Each morning, we blow the shofar, that vibrating, wailing call to pay attention and get ready to respond. Each day, we recite Psalm 27, a mantra to realign the heart’s direction. And each day, we make a teshuvah (repentance/returning) itinerary for ourselves – getting down to the business of making amends with people we’ve hurt and showing up in our lives with focused responsibility. Teshuvah is not symbolic. It’s humbling, hard and liberating work. In order for Rosh Hashana to embrace the possibility of transformation and engage us in the ways it is meant to, now is the time to start doing our work.
This year, the gunshots on the Danforth in Toronto continue to echo in us and they are also a wake up call. I want to walk forward in Elul attuned to the specifics of teshuvah that this tragedy poses to us. I want to share the moving and clear words that Reverend Sarah Miller, my colleague at Eastminster United Church, shared at the Wednesday night community vigil on the Danforth in the wake of the recent shooting.
“We gather today with broken hearts, offering our support to those who are grieving and those who are injured. When things like this happen in the world, we find ourselves awash with feelings. As a people of hope, we come together to affirm that love is stronger than hate, and so we commit to an end to divisions of bigotry and hatred.
We offer our support to the Muslim community who are already facing Islamophobia in response to the shooting and affirm that this incident in no way reflects the teachings of Islam. We stand in solidarity with other communities that have experienced gun violence and have not had the same degree of support and attention. We cry out for an end to the easy access to guns. We name the importance of free and timely mental health supports and that this incident will not further stigmatize those with mental health challenges.
We bring all the complexities of our feelings, our sadness and our anger, our hope and our gratitude for a community that has surrounded its members with love in these difficult days.

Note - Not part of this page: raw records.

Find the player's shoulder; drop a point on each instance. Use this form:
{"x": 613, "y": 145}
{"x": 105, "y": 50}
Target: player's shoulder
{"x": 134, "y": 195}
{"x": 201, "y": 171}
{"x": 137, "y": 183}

There are 3 families who lost loved ones on Sunday night, and all of them must be feeling unimaginable pain. Our hearts go out to them and to all who are suffering. In this time, we honour and remember those who died, those who are injured and those who are grieving.”
My dear DJCers, in this month of Elul, keep listening to the state of your heart – the grief, sadness, anger, fear that may show up in surprising ways in the coming weeks. Please take care to notice if you are trying to distract or numb yourself, or to isolate. Please reach out if you need support. Please look around you and reach out to others.
Keep your heart resilient in the face of fear. Psalm 27 begins, “Adonai is my light and my saving source, whom shall I fear? Adonai is the stronghold of my life, of what shall I be afraid?” What choices can you make, with good support, to walk toward what scares you? What deep strength, what abiding connection, what noble, enlivening sacred purpose can you rest into so that your fears release their grip?
This is an important time to build relationships with people who are different from you, particularly Muslims and others who are being targeted with blame and hatred right now. What support can you show publicly? How can you take a step in your personal life to deepening these relationships?
I encourage you to notice ways you feel resigned to this kind of violence being the way of the world now. What political involvement, what learning, what conversations can you become involved with this month to take part in steering the world toward tzedek – justice and the ways of shalom – peace?
I look forward to walking this path of teshuvah with you, in both healing and in courageous renewal.